Young workers’ driving restrictions on the job vary by age.
Workers 16 years old and under in non-agricultural jobs may not drive for work.
17-year-old workers may drive in non-agricultural jobs, but are limited by time and task.
Generally, workers aged 18 to 24 are allowed to drive on the job, but those under age 21 may not drive a commercial motor vehicle across state lines.
Driving time limits for 17-year-olds:
Driving time may not exceed 33 percent of the workday and is limited to daylight hours. Driving time also may not exceed 20 percent of the workweek.
17-year-old workers may not:
Make urgent or time-sensitive deliveries.
Make route deliveries or route sales.
Tow another vehicle.
Drive more than a 30-mile radius from the primary place of work.
Be hired to transport goods or passengers.
Transport more than three passengers, including coworkers.
Make more than two trips away from the primary place of work in any single day to transport goods and other employees.
Drive as their main job duty.
17-year-old workers may drive on public roads as part of their job on an occasional and incidental basis if they:
Successfully complete a state-approved driver education course.
Have a valid state driver’s license.
Have no record of moving violations when they are hired.
Drive a vehicle that does not exceed 6,000 lbs. gross vehicle weight and is equipped with seat belts for all occupants.
Recommended strategies for employers
The National Institute for Occupational Safety and Health (NIOSH) recommends the following strategies for employers to develop programs and policies that follow safe-driving laws for young workers.
Before hiring a young worker to drive:
Check that the applicant has a state license valid for the type of driving their work will require.
Check the applicant’s driving record for moving violations, impaired driving and license suspensions.
Make sure the applicant has completed a state-approved driver education course — if the driver is under age 18.

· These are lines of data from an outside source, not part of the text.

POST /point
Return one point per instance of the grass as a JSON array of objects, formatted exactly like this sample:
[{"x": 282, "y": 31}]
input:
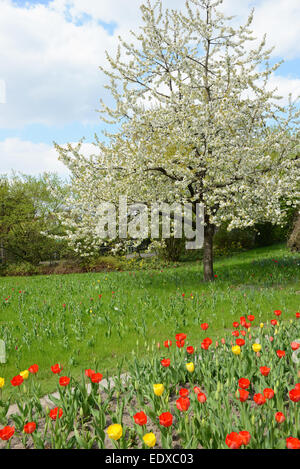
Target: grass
[{"x": 62, "y": 318}]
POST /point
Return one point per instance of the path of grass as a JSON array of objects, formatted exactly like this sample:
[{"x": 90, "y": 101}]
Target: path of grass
[{"x": 95, "y": 320}]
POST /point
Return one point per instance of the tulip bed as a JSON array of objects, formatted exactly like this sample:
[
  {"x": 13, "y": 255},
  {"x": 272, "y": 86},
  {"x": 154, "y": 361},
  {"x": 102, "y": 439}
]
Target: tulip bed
[
  {"x": 97, "y": 320},
  {"x": 242, "y": 391}
]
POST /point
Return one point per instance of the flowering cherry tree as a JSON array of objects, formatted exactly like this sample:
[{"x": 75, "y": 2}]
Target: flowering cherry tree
[{"x": 197, "y": 122}]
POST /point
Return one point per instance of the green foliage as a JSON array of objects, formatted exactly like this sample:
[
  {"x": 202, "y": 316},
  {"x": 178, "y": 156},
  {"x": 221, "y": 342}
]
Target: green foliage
[
  {"x": 27, "y": 208},
  {"x": 78, "y": 321}
]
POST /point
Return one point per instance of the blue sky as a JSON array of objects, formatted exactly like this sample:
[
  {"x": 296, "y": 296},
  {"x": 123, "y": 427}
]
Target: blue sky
[{"x": 50, "y": 84}]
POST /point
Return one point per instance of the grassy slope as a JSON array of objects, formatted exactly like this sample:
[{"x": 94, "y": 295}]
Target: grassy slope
[{"x": 147, "y": 306}]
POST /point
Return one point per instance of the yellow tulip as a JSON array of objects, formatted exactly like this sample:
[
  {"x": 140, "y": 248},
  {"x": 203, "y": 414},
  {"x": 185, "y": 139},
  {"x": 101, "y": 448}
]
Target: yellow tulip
[
  {"x": 24, "y": 374},
  {"x": 256, "y": 347},
  {"x": 115, "y": 431},
  {"x": 236, "y": 349},
  {"x": 190, "y": 367},
  {"x": 158, "y": 389},
  {"x": 149, "y": 439}
]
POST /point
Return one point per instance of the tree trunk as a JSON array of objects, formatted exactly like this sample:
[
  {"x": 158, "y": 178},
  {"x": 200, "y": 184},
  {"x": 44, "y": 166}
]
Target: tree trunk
[{"x": 208, "y": 269}]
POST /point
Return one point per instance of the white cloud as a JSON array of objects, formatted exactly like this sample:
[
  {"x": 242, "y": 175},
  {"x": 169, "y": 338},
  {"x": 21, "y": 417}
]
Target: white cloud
[
  {"x": 285, "y": 86},
  {"x": 280, "y": 20},
  {"x": 2, "y": 92},
  {"x": 33, "y": 158},
  {"x": 50, "y": 65}
]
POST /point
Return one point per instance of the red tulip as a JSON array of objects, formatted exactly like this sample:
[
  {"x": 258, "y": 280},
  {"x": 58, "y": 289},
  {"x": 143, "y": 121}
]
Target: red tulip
[
  {"x": 56, "y": 369},
  {"x": 140, "y": 418},
  {"x": 295, "y": 395},
  {"x": 279, "y": 416},
  {"x": 56, "y": 412},
  {"x": 240, "y": 342},
  {"x": 242, "y": 395},
  {"x": 184, "y": 392},
  {"x": 190, "y": 350},
  {"x": 17, "y": 380},
  {"x": 89, "y": 373},
  {"x": 201, "y": 397},
  {"x": 268, "y": 393},
  {"x": 246, "y": 437},
  {"x": 292, "y": 443},
  {"x": 259, "y": 399},
  {"x": 29, "y": 427},
  {"x": 33, "y": 369},
  {"x": 234, "y": 440},
  {"x": 165, "y": 419},
  {"x": 96, "y": 378},
  {"x": 265, "y": 370},
  {"x": 64, "y": 381},
  {"x": 244, "y": 383},
  {"x": 295, "y": 345},
  {"x": 182, "y": 404},
  {"x": 6, "y": 433},
  {"x": 166, "y": 362}
]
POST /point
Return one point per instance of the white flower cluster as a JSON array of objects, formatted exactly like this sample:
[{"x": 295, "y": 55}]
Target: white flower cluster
[{"x": 197, "y": 123}]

Before assigning a young worker to drive:
Make sure the driving assignment follows state graduated driver licensing (GDL) laws — such as restrictions on night driving and transporting other teens.
Provide driver training at the time of hire that includes making young drivers aware of the safety features of the vehicle they will be driving.
For less-experienced drivers, consider implementing policies that are more restrictive than the requirements outlined in laws — such as limitations on towing a trailer or driving certain types of vehicles.